Name: Ilija Radeljic, MSc CE
Location: Oslo, Norway
LinkedIn: https://www.linkedin.com/in/ilija-radelji%C4%87-2108ab14/
Position: COO
Bio:
Corporate industry veteran and AI&Blockchain enthusiast. This combination brings a wealth of 15 years of experience managing major infrastructure, power and manufacturing projects to the emerging blockchain world and its applications.
15+ years of experience in business negotiation, partnerships, leads, market entry, project management, promotion and presentations worldwide.
Formal engineering education, MSc Civil Engineering + MIT Sloan Executive Management and Leadership certified.
Cardano Catalyst Community Advisor and Cardano Catalyst Veteran Community Advisor since the beginning (Fund2) and consulted several funded proposals in Cardano Catalyst.
External auditors:
NuNet is also collaborating with the external auditing company Obsidian (https://obsidian.systems/)) which has been contracted to audit the core platform development as well as specific use case integrations such as this one.

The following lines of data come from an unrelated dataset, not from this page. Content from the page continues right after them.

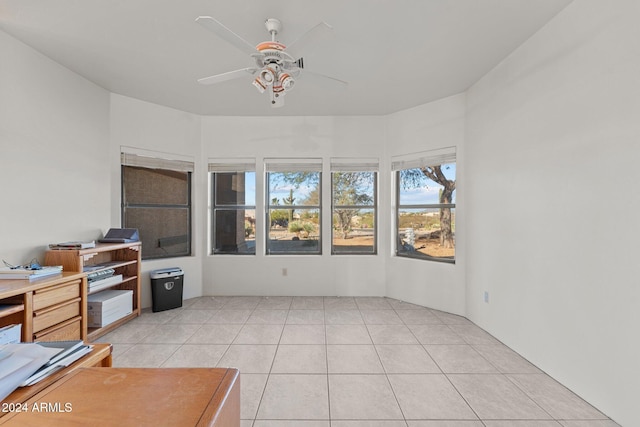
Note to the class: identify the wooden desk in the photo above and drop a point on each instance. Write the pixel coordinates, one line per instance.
(100, 355)
(137, 397)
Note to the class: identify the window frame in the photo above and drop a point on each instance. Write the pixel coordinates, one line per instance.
(416, 161)
(283, 166)
(214, 172)
(348, 166)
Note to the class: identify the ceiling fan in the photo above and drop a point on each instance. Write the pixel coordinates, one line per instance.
(276, 65)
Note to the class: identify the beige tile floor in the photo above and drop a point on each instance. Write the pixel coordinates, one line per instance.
(353, 362)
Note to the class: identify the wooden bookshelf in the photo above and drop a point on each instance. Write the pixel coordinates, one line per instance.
(52, 308)
(124, 258)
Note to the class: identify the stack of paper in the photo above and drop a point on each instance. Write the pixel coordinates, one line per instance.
(73, 245)
(18, 362)
(67, 352)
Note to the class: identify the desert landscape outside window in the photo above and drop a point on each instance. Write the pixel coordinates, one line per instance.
(425, 217)
(354, 208)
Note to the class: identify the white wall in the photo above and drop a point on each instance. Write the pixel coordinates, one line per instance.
(427, 127)
(54, 146)
(318, 137)
(552, 161)
(144, 126)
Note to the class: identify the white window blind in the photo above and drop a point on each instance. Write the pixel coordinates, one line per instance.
(232, 165)
(293, 165)
(354, 165)
(131, 159)
(423, 159)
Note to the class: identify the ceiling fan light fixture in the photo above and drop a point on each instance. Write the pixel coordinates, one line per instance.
(259, 85)
(286, 81)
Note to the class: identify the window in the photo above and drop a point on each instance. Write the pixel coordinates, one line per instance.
(354, 206)
(156, 199)
(233, 208)
(293, 206)
(425, 217)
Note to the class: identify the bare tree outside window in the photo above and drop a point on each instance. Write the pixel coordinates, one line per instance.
(426, 212)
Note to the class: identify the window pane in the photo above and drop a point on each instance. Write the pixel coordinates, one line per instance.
(294, 188)
(426, 212)
(235, 188)
(424, 233)
(353, 231)
(418, 188)
(234, 231)
(154, 186)
(353, 216)
(353, 188)
(294, 231)
(164, 232)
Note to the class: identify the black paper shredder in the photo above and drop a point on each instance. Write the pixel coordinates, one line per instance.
(166, 288)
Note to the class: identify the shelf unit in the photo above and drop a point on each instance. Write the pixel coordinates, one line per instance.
(52, 308)
(124, 258)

We intend to extend their contract (or hire another suitable 3rd party auditor) for auditing the implementation of this research work as well.
External support:
NuNet has a capable team (30+) to tackle the project but sometimes some extra resources or skills might be needed outside of the available pool. This will be sourced either as additional employees or subcontracted depending on the size and length of the development.